NC Literary Hall of Fame




NORTH CAROLINA—The announcement of this year’s inductees into the North Carolina Literary Hall of Fame will bring to a close the 2014 North Carolina Literary Festival on Sunday, April 6.

The announcement and subsequent panel discussion, scheduled for 5:00 pm in the Multipurpose Room of the James B. Hunt Jr. Library, will be the grand finale of the four-day-long celebration of past, present, and future of the written word.

Four North Carolina writers will be inducted into the NCLHOF in a ceremony on Sunday, October 12, at the Weymouth Center for the Arts & Humanities in Southern Pines. They will join the fifty-three inductees currently enshrined. Inductions are held every other year; the 2012 inductees were Maya Angelou, Kathryn Stripling Byer, and John Lawson.

A list of inductees, as well as samples of their work and video clips of past inductions, can be found online at

“This is a fitting time and place to announce the 2014 inductees,” said Ed Southern, the executive director of the North Carolina Writers’ Network, which oversees the NCLHOF. “The festival’s theme is ‘The Future of Reading,’and it’s proper to honor the past when you’re examining the future. We’re excited to honor these writers.”

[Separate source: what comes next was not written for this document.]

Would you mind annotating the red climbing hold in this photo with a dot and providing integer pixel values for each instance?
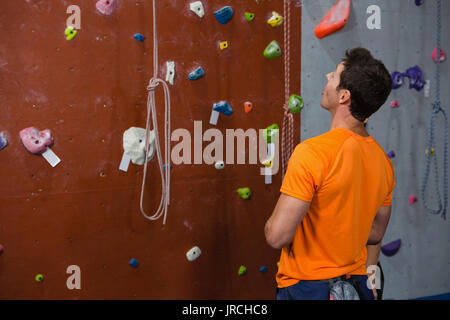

The North Carolina Literary Festival will take place April 3–6 at the James B. Hunt Jr. Library on the Centennial Campus of North Carolina State University. Participating authors will include current NCLHOF inductees Allan Gurganus, Lee Smith, and Elizabeth Spencer, as well as NCWN members Kim Church, Angela Davis-Gardner, Jaki Shelton Green, Marjorie Hudson, Scott Huler, Zelda Lockhart, Kelly Starling Lyons, Jill McCorkle, Sheila Smith McKoy, Elaine Neil Orr, Drew Perry, and Stephanie Powell Watts.

The North Carolina Literary Hall of Fame was founded in 1996, under the leadership of poet laureate Sam Ragan, and is a program of the North Carolina Writers’ Network. Since 2008, the Network and the Weymouth Center collaborate with the North Carolina Center for the Book, the North Carolina Humanities Council, and the North Carolina Collection of the Wilson Library at UNC-Chapel Hill to produce the induction ceremony and to promote the NCLHOF and North Carolina’s literary heritage.